Labor day. It's a sad day if you're below 30. Mine is even sadder, because I am in a class that contains my arch-nemesis, the foul, evil, loathsome Branden (yes, with an e) Larkin. DUN-DA-DUUUUUUN. How so much evil can be contained in such a small person is beyond. The guy has made three teachers cry, and almost yours truly. Fortunately, I haven't seen him since Freshman year, but he's in my AP Euro, which is bad, due to the fact it's been rumor that the teacher, Mr. D, is terrible at his job, and knowing my luck, the class is bound to be filled with white trash,which is basically what Yellow school is made up of.
I should explain. Where I live, my high school is so crowded, the whole place has been split up into separate schools, which are named by color.
Green School- The best one, and not just because I'm in it. The focus is on both arts and academics, with a high standard on teachers.

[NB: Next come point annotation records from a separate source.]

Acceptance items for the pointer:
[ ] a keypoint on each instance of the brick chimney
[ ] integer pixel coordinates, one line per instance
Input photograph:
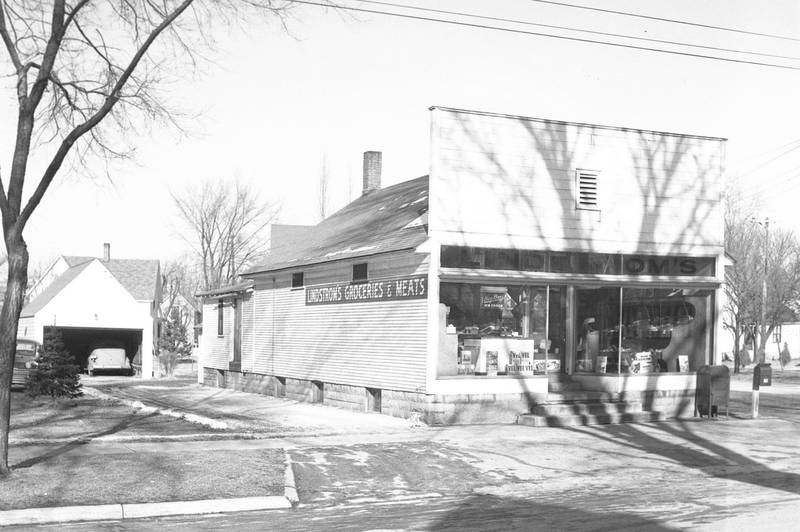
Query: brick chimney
(372, 171)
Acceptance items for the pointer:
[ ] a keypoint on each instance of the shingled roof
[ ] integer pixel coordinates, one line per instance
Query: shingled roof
(138, 277)
(389, 219)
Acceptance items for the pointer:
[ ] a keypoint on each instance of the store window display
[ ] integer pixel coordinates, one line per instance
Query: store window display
(503, 329)
(655, 330)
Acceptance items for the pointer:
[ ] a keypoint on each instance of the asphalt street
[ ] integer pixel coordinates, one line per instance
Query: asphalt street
(735, 474)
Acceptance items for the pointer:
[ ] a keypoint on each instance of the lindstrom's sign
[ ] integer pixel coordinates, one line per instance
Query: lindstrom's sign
(368, 291)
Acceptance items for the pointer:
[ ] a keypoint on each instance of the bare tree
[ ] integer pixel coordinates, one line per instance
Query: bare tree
(85, 74)
(226, 226)
(746, 243)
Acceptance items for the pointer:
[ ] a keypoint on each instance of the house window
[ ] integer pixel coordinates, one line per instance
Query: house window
(587, 189)
(220, 318)
(360, 272)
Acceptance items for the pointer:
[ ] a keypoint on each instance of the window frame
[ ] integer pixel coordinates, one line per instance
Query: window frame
(220, 318)
(582, 175)
(363, 279)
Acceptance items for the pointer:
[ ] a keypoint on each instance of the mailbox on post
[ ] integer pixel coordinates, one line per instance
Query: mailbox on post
(712, 391)
(762, 376)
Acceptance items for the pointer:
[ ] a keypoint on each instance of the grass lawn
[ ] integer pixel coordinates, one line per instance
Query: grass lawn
(68, 479)
(42, 419)
(54, 462)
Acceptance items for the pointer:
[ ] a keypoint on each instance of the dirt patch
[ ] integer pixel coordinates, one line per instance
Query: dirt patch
(327, 475)
(63, 479)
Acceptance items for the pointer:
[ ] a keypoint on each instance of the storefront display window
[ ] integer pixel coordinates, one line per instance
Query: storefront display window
(575, 262)
(663, 329)
(597, 328)
(501, 329)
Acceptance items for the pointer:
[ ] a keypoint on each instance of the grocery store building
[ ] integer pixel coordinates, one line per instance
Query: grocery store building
(538, 259)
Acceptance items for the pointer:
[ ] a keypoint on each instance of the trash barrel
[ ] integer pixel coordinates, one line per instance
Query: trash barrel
(762, 375)
(712, 391)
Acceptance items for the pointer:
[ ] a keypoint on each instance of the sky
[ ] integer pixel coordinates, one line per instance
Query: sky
(270, 105)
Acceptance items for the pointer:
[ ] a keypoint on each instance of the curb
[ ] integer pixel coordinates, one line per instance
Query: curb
(122, 511)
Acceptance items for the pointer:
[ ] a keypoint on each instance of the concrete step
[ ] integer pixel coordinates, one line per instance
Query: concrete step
(581, 396)
(532, 420)
(564, 386)
(592, 408)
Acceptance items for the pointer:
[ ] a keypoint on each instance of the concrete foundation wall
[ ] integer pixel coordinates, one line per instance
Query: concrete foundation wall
(440, 409)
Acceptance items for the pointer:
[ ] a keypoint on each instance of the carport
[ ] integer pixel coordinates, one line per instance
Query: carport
(79, 341)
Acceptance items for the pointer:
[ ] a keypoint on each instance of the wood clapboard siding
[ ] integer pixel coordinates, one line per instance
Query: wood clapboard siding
(217, 350)
(27, 329)
(247, 332)
(515, 178)
(374, 344)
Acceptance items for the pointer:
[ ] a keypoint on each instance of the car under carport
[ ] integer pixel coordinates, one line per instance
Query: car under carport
(80, 341)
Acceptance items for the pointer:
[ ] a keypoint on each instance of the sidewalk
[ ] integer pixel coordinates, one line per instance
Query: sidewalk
(244, 425)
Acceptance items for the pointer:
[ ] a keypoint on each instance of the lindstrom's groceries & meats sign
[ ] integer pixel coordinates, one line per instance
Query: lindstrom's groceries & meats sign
(384, 290)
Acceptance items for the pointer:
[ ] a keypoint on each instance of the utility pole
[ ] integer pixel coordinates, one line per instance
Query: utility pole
(765, 224)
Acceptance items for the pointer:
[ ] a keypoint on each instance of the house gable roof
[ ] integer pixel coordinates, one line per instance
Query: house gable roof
(138, 277)
(389, 219)
(53, 290)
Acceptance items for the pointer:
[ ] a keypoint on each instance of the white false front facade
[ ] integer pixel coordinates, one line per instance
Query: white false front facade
(552, 248)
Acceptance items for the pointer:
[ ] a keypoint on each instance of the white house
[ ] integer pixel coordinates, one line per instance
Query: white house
(97, 300)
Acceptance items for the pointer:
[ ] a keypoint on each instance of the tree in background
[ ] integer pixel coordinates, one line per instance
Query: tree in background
(741, 287)
(56, 374)
(746, 243)
(85, 76)
(173, 344)
(179, 283)
(226, 228)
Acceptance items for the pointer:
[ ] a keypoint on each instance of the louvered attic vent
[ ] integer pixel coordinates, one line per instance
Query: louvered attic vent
(587, 189)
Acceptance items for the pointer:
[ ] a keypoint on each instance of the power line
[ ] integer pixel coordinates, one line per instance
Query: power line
(550, 35)
(581, 30)
(673, 21)
(768, 162)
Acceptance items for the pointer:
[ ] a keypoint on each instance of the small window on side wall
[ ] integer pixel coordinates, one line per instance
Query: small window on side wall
(360, 272)
(220, 318)
(587, 186)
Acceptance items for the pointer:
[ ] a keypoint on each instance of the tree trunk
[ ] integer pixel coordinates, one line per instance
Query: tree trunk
(9, 321)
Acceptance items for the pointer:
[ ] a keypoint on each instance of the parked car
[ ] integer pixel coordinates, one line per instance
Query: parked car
(27, 354)
(108, 359)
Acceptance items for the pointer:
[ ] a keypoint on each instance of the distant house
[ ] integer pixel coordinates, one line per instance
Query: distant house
(183, 309)
(95, 301)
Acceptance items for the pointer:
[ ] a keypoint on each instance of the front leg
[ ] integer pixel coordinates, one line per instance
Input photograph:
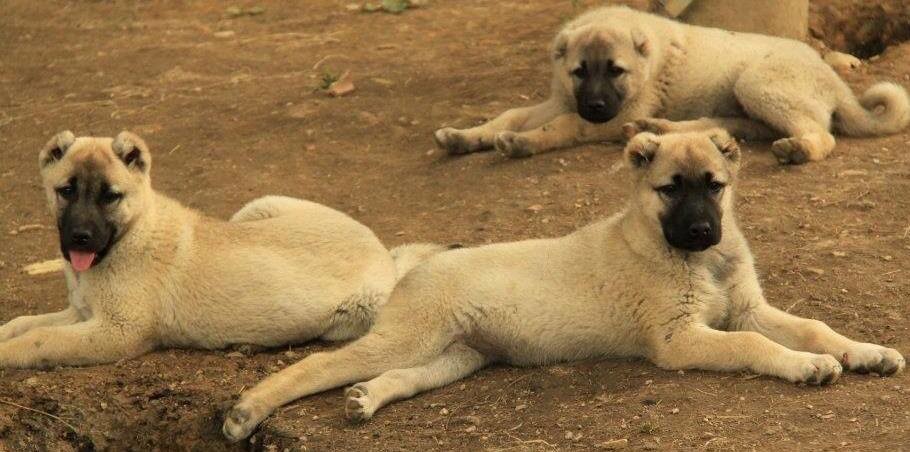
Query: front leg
(464, 141)
(90, 342)
(25, 323)
(696, 346)
(753, 313)
(565, 130)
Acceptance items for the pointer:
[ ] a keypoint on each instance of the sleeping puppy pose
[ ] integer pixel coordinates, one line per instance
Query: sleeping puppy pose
(670, 278)
(614, 65)
(144, 272)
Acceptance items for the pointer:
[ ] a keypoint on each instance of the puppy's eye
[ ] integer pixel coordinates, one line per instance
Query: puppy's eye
(615, 71)
(66, 192)
(669, 190)
(581, 71)
(716, 187)
(110, 197)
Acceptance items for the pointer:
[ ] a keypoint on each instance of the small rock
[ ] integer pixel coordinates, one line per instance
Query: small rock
(342, 86)
(614, 444)
(842, 61)
(847, 173)
(470, 420)
(233, 11)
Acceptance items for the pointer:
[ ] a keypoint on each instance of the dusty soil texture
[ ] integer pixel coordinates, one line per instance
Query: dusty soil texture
(230, 109)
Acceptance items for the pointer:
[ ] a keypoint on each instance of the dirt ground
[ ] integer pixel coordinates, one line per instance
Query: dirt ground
(230, 109)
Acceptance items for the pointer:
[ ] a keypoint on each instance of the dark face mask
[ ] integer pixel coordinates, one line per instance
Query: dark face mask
(86, 235)
(597, 98)
(692, 221)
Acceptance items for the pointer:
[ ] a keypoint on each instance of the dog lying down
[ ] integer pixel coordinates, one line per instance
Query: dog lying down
(144, 272)
(670, 279)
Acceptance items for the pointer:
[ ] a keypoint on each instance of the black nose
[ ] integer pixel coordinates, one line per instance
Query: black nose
(82, 237)
(596, 105)
(699, 230)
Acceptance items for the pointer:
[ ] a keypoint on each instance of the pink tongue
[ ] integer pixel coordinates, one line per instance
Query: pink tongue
(81, 260)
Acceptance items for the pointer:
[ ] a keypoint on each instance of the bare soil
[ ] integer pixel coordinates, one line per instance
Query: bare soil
(230, 109)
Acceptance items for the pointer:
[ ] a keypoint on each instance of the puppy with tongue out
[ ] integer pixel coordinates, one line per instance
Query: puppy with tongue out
(146, 272)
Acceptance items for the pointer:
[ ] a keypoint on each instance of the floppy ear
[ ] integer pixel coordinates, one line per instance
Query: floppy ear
(726, 144)
(641, 41)
(641, 149)
(132, 151)
(54, 150)
(561, 45)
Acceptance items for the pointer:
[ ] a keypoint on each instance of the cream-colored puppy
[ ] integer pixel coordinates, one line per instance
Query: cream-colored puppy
(144, 272)
(670, 279)
(614, 65)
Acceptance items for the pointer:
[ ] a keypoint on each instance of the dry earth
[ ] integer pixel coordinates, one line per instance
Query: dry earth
(230, 109)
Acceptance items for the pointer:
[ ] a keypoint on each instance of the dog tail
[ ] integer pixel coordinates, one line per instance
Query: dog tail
(883, 109)
(408, 256)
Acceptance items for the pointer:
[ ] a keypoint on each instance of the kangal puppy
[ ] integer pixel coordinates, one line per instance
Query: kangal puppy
(144, 272)
(614, 65)
(670, 278)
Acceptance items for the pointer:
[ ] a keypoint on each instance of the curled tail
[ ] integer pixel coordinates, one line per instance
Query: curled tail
(409, 256)
(883, 109)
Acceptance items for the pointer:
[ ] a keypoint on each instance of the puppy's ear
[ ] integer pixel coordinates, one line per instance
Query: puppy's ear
(726, 144)
(561, 45)
(641, 149)
(54, 150)
(641, 42)
(132, 151)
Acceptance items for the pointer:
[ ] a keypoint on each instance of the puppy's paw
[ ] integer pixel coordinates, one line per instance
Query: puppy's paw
(865, 358)
(241, 420)
(358, 406)
(653, 125)
(791, 151)
(513, 145)
(455, 142)
(815, 369)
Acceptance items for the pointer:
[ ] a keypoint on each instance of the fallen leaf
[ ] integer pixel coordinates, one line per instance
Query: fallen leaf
(40, 268)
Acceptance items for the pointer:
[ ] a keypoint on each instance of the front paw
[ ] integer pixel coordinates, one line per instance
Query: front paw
(358, 405)
(865, 358)
(653, 125)
(513, 145)
(241, 420)
(814, 369)
(454, 141)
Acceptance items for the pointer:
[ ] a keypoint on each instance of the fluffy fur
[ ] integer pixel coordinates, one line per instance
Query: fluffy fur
(614, 288)
(283, 270)
(693, 78)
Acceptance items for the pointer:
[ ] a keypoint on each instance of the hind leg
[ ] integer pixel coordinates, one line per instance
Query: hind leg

Yellow School-Purely academic focus. I was in Yellow School for the first semester of Freshman year, which initially turned out to be the worst semester of my high school career. Gradewise I was fine, but I was a nervous wreck, I had the Short Bastard (my nickname for Branden) in Bio AND Sports Studies. I would walk into both classes ready to piss my pants. Fortunately, I switched out of Yellow School just in time for second semester to roll around. But we're getting off-topic.
Silver School- Athletic and Academic focus.
Blue School- For stupid people. The focus is purely on Athletics, and believe you me, it SHOWS.
Anyway, I do have on secret weapon. Branden is very sensitive about his height, so unless he's suffered a growth spurt, I have these cutting remarks ready for action.
Hey Branden, when it rains, are you always the last to know?
You're so short your hair reeks of feet.
The one difference between you and a small donkey is that one is an ass and the other is a type of horse.
I know I'm mean, but believe me, it's worth it.